According to the Department of Education, the average school year is 180 days and the average school day is 6.7 hours. Assuming the projector is on, all but a couple hours for lunch and recess, from the time the children arrive to the ending bell that’s just about 850 hours per school year. Meaning 20,000 hours equals over 23 years.
Ask yourself, as fast as technology changes, am I going to want this projector in 20+ years? - Epson brochure "SOLID STATE LIGHTING: The benefits of traditional lamp technology versus unproven solid state lighting"
Hmmmm, a piece of equipment that lasts too long? That's a new problem.
Epson seems to be sweating the appearance of LED projection systems. And I can see why.

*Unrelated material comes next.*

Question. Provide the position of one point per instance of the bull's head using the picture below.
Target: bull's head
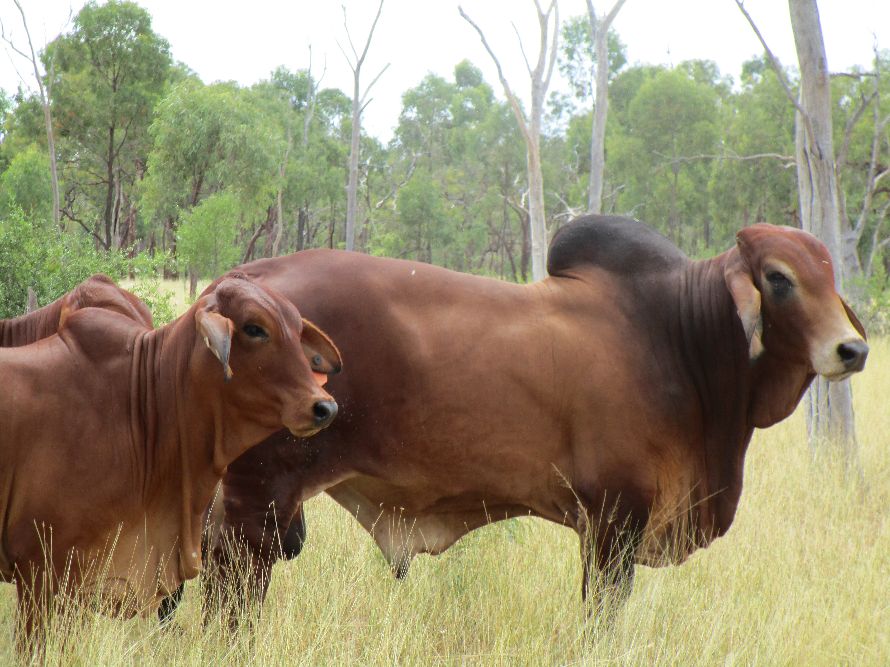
(274, 363)
(782, 282)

My calculations show that the TCO of an LED is about 85% that of a regular projector and that doesn't include electricity saved or maintenance time saved. (See below.)
The point of this is not to extol the virtues of LED projectors. While we have been happy with the one's we've purchased, we still don't really know long they will last.

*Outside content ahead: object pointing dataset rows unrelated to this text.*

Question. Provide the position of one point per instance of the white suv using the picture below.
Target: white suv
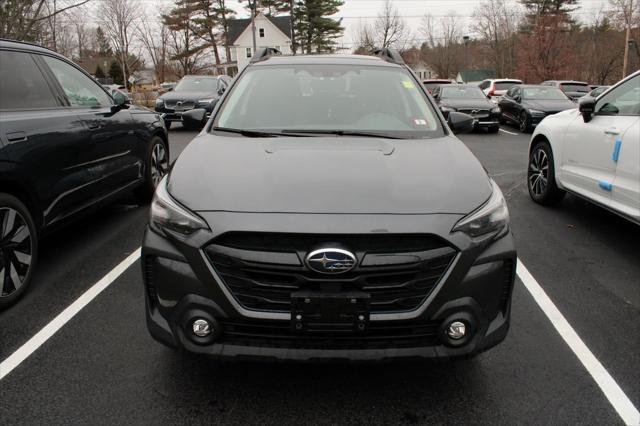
(593, 152)
(498, 87)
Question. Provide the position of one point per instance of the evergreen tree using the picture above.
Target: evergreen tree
(99, 73)
(115, 72)
(314, 31)
(104, 46)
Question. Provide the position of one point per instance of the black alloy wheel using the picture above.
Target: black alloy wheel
(525, 122)
(541, 176)
(18, 249)
(157, 166)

But what I do know that when competitors trash each other, I tend to tune out. And I flat out hate it when I know they are lying - and I will NOT buy from a liar.

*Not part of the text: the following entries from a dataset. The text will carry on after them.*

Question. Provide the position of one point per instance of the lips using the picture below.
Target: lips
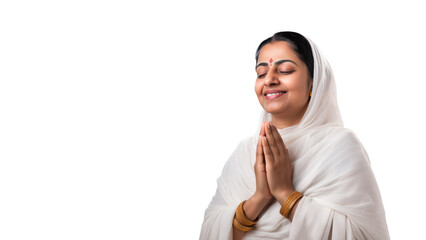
(275, 95)
(273, 91)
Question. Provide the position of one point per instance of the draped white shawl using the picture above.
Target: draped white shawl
(330, 167)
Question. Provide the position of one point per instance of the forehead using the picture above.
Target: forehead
(277, 50)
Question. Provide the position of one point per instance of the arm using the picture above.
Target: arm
(252, 208)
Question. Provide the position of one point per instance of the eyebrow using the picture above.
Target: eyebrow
(276, 63)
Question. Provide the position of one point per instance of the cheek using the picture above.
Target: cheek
(258, 88)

A salesman recently promoted his video storage service by stating "unlike YouTube, we don't own your movies." That's just not true. (YouTube doesn't own your movies, GoogleApps doesn't own your Docs, CIPA, FERPA, etc. do not ban social media.)
Pitch the value-added features that makes your product worth paying for.
If you can't, sell something else.
LED TOC runs about $85 a year, assuming it has a 10 year life span. ($850 purchase price. 20,000 hour light source.)
LCD TOC runs about $100** a year, assuming it has a 10 year life span. Purchase price $500 plus $500 lamps. (Lamp life 2,000 hours?. Lamps $100 (180 school days X 6 hours use per day = 1080 x 10 years = 10,800 - 2000 for original lamp) = 8,800 hours of use or 5 lamps.)